The nonsectarian agency is funded in part by the Jewish Federation of Greater MetroWest NJ, which supports the JVS career center, and in part by state and federal government grants. JVS is also financed in great measure by corporate and individual gifts.
“I think maybe the programs are different but not the model,” said Bonet, comparing JVS to her former agencies. “We are serving people in very specific areas, and my background lends itself to agencies that provide a service to clients — usually underserved clients who need more help than others.”
A Roman Catholic whose parents were immigrants from Puerto Rico, Bonet was raised in Hoboken. She studied business and exercise physiology at William Paterson University.
Bonet said the fact that she is not Jewish “doesn’t matter at all” in regard to her leading the agency.
“Most of the clients are not Jewish, either,” she noted. “It did not come up at all in discussions with the people who hired me. They were looking for the best and the brightest to manage this type of organization.”
JVS board chair Sid Seligman of South Orange told NJJN, “Our agency is firmly rooted in the Jewish Federation of Greater MetroWest NJ and in Jewish tradition. The strategic direction of the agency and its roots in the Jewish community will certainly not change.
“But the fact that the executive director happens not to be Jewish doesn’t fundamentally change the nature of the agency. She was hired because she was the best person for the job.”
In fact, Bonet said, she is advocating an expansion of the JVS board.
“Currently the board is all Jewish,” she said. “I think we have to diversify our board. The board has to reflect the communities we serve and the clients we are serving.
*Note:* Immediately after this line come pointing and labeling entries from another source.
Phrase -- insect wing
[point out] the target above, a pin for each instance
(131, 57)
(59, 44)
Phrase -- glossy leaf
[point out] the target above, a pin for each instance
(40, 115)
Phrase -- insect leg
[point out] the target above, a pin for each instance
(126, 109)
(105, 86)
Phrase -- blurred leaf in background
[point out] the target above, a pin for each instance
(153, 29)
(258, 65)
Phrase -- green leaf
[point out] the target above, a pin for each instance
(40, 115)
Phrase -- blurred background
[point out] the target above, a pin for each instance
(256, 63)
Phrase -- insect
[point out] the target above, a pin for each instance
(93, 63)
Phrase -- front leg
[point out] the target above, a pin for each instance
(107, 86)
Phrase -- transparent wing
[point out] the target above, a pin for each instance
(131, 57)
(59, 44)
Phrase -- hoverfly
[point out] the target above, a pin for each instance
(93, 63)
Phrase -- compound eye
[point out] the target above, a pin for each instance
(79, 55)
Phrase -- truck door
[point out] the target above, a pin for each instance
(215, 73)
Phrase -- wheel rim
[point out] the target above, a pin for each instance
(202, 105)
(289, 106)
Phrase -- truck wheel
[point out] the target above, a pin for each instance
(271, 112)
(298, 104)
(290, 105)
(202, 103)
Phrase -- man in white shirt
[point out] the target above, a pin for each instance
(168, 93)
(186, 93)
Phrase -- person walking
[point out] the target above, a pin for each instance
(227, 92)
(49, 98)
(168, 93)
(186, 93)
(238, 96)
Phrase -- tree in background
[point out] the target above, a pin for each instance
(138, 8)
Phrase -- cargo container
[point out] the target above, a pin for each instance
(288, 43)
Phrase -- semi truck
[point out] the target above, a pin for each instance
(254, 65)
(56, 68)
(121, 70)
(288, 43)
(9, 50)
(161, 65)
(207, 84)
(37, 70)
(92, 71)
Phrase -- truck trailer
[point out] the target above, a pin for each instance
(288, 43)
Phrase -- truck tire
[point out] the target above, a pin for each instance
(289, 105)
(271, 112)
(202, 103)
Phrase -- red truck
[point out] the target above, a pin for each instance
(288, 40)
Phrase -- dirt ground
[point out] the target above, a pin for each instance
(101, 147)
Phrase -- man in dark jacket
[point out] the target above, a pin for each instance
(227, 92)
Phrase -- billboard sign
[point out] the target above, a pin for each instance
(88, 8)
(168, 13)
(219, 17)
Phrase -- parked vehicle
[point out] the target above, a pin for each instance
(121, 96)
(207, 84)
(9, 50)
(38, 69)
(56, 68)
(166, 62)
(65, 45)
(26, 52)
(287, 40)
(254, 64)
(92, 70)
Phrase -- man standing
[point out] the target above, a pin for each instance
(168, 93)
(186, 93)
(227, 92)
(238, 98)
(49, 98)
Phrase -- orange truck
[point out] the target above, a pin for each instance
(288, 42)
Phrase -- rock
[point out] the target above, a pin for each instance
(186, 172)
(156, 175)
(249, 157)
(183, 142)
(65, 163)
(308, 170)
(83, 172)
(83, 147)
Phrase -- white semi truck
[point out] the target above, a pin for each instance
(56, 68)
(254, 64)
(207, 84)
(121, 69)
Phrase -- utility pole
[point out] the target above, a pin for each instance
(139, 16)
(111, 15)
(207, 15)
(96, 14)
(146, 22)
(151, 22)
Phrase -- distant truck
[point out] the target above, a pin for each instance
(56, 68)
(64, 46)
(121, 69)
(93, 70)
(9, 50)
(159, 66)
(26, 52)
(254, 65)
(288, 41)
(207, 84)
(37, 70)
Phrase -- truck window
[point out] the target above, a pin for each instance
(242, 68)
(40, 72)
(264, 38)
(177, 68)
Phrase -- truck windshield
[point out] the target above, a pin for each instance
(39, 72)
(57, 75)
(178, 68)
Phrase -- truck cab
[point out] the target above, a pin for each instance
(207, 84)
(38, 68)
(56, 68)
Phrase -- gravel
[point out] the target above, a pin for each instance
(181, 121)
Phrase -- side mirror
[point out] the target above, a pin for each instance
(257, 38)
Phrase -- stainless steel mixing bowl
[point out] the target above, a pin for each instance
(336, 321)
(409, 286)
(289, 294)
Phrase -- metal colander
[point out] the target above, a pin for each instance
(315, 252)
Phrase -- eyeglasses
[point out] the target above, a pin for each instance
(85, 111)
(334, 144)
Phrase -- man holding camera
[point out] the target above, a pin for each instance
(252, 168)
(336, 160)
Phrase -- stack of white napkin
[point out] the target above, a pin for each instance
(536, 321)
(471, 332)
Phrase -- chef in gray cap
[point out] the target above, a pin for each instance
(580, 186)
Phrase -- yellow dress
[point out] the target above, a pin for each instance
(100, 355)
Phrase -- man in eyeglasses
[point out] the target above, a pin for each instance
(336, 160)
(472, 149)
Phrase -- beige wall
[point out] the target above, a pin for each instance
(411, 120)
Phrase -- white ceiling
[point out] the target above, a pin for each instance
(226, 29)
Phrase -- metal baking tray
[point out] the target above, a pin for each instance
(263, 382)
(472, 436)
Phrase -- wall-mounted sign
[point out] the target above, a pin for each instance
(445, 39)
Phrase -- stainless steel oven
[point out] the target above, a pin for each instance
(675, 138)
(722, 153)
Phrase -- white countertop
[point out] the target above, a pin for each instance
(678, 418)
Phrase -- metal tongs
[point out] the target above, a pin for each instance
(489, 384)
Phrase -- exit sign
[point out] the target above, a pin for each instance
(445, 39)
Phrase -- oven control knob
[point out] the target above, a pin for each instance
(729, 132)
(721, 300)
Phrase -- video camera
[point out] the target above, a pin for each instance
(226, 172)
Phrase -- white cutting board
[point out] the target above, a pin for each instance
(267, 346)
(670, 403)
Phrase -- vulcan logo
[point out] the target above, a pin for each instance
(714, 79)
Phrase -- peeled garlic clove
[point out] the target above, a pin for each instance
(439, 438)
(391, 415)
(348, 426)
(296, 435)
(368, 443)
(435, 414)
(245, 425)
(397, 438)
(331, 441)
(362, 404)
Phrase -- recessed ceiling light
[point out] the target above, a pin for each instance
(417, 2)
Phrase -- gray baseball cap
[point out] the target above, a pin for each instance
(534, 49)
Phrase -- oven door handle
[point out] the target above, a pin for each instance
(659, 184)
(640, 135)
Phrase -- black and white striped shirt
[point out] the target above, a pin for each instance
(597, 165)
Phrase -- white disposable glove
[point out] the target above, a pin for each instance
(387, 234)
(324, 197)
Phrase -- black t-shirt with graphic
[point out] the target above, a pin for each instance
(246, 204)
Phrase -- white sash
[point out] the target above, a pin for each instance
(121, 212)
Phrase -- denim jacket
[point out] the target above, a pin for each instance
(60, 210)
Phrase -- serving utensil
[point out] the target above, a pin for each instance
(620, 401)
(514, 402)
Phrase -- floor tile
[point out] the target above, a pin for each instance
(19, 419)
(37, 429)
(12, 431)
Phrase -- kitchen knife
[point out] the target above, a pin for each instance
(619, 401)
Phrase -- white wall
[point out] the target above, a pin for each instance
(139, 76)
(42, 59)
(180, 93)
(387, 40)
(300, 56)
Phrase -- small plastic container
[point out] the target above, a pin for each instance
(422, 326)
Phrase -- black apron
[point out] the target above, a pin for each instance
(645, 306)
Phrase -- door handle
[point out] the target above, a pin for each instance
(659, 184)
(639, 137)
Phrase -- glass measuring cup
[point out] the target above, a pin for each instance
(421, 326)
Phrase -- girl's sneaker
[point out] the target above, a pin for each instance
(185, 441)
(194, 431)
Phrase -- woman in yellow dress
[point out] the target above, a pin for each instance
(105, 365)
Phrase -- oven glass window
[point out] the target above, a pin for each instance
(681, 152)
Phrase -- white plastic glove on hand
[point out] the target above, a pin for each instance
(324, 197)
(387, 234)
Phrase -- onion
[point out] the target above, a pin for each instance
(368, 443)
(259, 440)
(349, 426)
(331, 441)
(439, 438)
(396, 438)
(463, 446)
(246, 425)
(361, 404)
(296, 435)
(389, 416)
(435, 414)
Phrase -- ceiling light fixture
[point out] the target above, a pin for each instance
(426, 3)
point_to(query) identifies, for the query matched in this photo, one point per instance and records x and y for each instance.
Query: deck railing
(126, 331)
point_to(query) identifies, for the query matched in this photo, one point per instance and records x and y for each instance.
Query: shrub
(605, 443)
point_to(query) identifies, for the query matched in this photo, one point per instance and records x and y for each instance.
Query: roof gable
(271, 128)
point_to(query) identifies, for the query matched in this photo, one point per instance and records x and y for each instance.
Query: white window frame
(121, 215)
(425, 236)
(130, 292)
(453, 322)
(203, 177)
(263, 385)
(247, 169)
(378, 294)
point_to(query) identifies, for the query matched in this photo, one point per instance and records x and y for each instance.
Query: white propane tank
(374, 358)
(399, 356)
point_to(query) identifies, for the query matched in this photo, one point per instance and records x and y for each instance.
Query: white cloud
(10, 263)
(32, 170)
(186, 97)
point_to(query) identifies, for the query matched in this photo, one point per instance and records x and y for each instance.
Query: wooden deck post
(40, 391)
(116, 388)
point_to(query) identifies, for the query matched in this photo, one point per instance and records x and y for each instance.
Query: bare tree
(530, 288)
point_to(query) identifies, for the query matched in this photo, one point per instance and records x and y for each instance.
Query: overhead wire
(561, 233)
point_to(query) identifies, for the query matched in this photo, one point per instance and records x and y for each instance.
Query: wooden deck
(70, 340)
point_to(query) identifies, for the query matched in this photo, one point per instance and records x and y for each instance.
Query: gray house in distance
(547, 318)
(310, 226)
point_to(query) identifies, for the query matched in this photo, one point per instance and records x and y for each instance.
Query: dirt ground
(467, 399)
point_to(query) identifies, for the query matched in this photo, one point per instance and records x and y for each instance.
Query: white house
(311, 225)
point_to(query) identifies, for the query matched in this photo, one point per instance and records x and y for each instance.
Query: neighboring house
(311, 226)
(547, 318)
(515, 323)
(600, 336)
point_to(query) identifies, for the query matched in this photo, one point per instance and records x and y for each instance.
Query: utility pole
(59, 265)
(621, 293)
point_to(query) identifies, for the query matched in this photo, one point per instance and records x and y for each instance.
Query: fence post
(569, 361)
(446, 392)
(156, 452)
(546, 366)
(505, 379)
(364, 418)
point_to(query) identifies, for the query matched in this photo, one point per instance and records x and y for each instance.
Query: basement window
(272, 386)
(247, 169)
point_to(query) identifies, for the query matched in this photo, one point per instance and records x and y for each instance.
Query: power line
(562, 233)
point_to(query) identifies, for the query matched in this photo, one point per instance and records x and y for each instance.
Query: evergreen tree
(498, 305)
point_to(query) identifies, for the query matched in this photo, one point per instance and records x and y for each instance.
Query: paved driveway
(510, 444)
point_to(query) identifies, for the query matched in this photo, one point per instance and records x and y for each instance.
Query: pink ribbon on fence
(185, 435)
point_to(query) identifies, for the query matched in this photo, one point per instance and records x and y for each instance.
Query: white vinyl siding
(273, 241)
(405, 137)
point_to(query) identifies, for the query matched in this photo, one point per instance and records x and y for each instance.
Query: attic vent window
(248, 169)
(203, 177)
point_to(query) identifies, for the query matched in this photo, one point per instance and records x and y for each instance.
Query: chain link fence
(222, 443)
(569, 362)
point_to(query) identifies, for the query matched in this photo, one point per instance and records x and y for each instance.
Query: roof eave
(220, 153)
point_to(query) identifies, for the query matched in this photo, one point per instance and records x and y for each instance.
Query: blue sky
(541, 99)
I think the board made that commitment by hiring a CEO who is non-Jewish. They realize that in order for us to provide good service, we have to be open to that.”
Although talks with the Philadelphia vocational agency are preliminary, Bonet said she believes a joint venture “would strengthen us. JEVS is a larger organization, and it would provide us with support. We would still be autonomous. We are not going to merge. There is a difference between merging and partnering. This affiliation would be more of a partnership.”
Bonet said her “ultimate agenda is to continue to serve people who need our services, to continue to help people to help themselves, and to run a real strong organization with strong programs and a very high level staff, and to build a strong board.”